Although climate change is primarily caused by excess greenhouse-gas emissions, there are many links in the chain between economic activities and the real-world effects of planetary warming. Each of these can be addressed in different ways, and all options should at least be on the table.
NEW YORK – There ultimately is no way to stabilize the climate without addressing the fact that humans are emitting far too much carbon-dioxide into the atmosphere, year after year. But cutting emissions is not the only response to the climate crisis, nor was it the one that scientists proposed over half a century ago in the first-ever government report on climate change.

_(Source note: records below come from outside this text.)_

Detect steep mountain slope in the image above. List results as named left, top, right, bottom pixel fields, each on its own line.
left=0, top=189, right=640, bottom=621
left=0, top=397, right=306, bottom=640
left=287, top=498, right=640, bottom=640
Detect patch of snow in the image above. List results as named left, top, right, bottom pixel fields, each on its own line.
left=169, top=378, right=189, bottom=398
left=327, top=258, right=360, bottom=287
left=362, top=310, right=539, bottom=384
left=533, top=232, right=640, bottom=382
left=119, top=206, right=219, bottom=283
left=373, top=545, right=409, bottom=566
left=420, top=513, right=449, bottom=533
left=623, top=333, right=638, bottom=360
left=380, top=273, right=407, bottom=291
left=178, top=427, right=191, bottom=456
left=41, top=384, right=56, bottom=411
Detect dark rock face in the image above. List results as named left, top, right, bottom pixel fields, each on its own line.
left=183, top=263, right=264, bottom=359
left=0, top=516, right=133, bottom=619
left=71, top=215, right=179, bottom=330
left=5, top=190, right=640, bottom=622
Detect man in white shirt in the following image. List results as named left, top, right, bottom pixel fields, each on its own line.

To address the problem of “Atmospheric Carbon Dioxide,” noted US President Lyndon B. Johnson’s White House Science Advisory Committee, the “solution” could not be to emit less of the stuff, because that apparently seemed unimaginably costly and difficult to do. Instead, the committee suggested that the effects of excessive CO2 in the atmosphere might be mitigated by brightening the world’s oceans to radiate more heat back into space.
Since then, many additional methods of “geoengineering” have been proposed by both scientists and science-fiction authors alike. Some ideas are more realistic than others, and none can substitute for the top-order priority of severing the link between economic activity and CO2 emissions. Nonetheless, emissions represent only the first of many links in the long causal chain from economic activity to climate crisis.